Despite being the most common form of cancer, metastatic Merkel cell carcinoma, a rare and serious type of skin cancer, did not have any available treatment until now.
FDA Approves Skin Cancer Drug
Through an official press release, the U.S. Food and Drug Administration (FDA) has announced that it has finally given an accelerated approval to avelumab (Bavencio) for the treatment of metastatic Merkel cell carcinoma for patients 12 years and older. The said treatment also includes patients who have not gone through chemotherapy treatment.
According to the FDA, their approval of avelumab was founded on compelling scientific evidence from a single-arm trial involving 88 patients with metastatic Merkel cell carcinoma who had prior chemotherapy treatment.
Of the 88 patients who received the said skin cancer treatment in the trial, 33 percent reported complete or partial shrinkage of tumors. The positive effect lasted for more than six months in 86 percent of the responding patients and more than 12 months in 45 percent of responding patients.
That said study, known as the JAVELIN Merkel 2000, was published online in Lancet Oncology.
The FDA also noted some side effects of Bavencio, such as fatigue, musculoskeletal pain, diarrhea, nausea, rash, and swelling of the limbs among others.
What Is Metastatic Cell Carcinoma
First described by physician Cyril Toker in 1972, the disease is also known as the Toker tumor.
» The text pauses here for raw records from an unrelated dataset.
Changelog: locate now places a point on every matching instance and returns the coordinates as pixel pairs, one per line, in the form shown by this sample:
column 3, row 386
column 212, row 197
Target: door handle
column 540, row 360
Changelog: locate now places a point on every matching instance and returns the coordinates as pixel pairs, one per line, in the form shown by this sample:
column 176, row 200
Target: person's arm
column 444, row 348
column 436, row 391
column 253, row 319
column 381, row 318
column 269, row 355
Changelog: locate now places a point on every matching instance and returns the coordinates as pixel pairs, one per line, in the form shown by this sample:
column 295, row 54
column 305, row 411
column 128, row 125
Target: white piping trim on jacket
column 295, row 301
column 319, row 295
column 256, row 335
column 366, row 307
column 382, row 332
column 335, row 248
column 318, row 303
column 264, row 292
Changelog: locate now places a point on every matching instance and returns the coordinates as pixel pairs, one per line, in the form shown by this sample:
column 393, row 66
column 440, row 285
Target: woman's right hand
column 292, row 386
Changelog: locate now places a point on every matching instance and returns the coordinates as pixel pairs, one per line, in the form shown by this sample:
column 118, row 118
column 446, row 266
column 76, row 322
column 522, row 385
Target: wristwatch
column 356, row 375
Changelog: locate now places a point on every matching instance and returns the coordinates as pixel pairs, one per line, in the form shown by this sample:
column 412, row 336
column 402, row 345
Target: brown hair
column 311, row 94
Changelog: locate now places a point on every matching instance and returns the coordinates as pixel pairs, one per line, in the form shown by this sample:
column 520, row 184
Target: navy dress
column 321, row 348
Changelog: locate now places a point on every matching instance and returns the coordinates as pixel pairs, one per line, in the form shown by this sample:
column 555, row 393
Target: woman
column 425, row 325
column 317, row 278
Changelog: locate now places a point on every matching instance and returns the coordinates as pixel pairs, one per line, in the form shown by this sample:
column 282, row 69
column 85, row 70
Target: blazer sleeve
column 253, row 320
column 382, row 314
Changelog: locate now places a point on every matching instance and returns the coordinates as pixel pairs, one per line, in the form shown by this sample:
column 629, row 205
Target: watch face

The National Cancer Institute describes metastatic Merkel cell carcinoma an aggressive neuroendocrine carcinoma arising in the dermoepidermal junction.
The first signs of metastatic Merkel cell carcinoma usually appear in parts of the skin always exposed to the sun, such as the face, neck, arms, or legs. Initially, it may look like harmless pinkish or reddish bumps on the skin that is not painful. But as the disease progresses, the skin on top of the tumor can break out and bleed.
Its tumors can grow and spread quickly, affecting surrounding tissues and nearby lymph nodes.
Risk Factors And Possible Causes
Based on the website of the American Cancer Society, there are a number of risk factors that may affect your chances of developing metastatic Merkel cell carcinoma, such as:
• Infection with Merkel cell polyomavirus
• Ultraviolet light exposure from direct sunlight, tanning beds, and psoriasis treatments
• Having a compromised immune system (for example, people with human immunodeficiency virus or HIV and other types of blood cancers)
In addition, higher risks are also seen in older people and those who have fair-colored skin. Men are also more likely to develop metastatic Merkel cell carcinoma compared to women.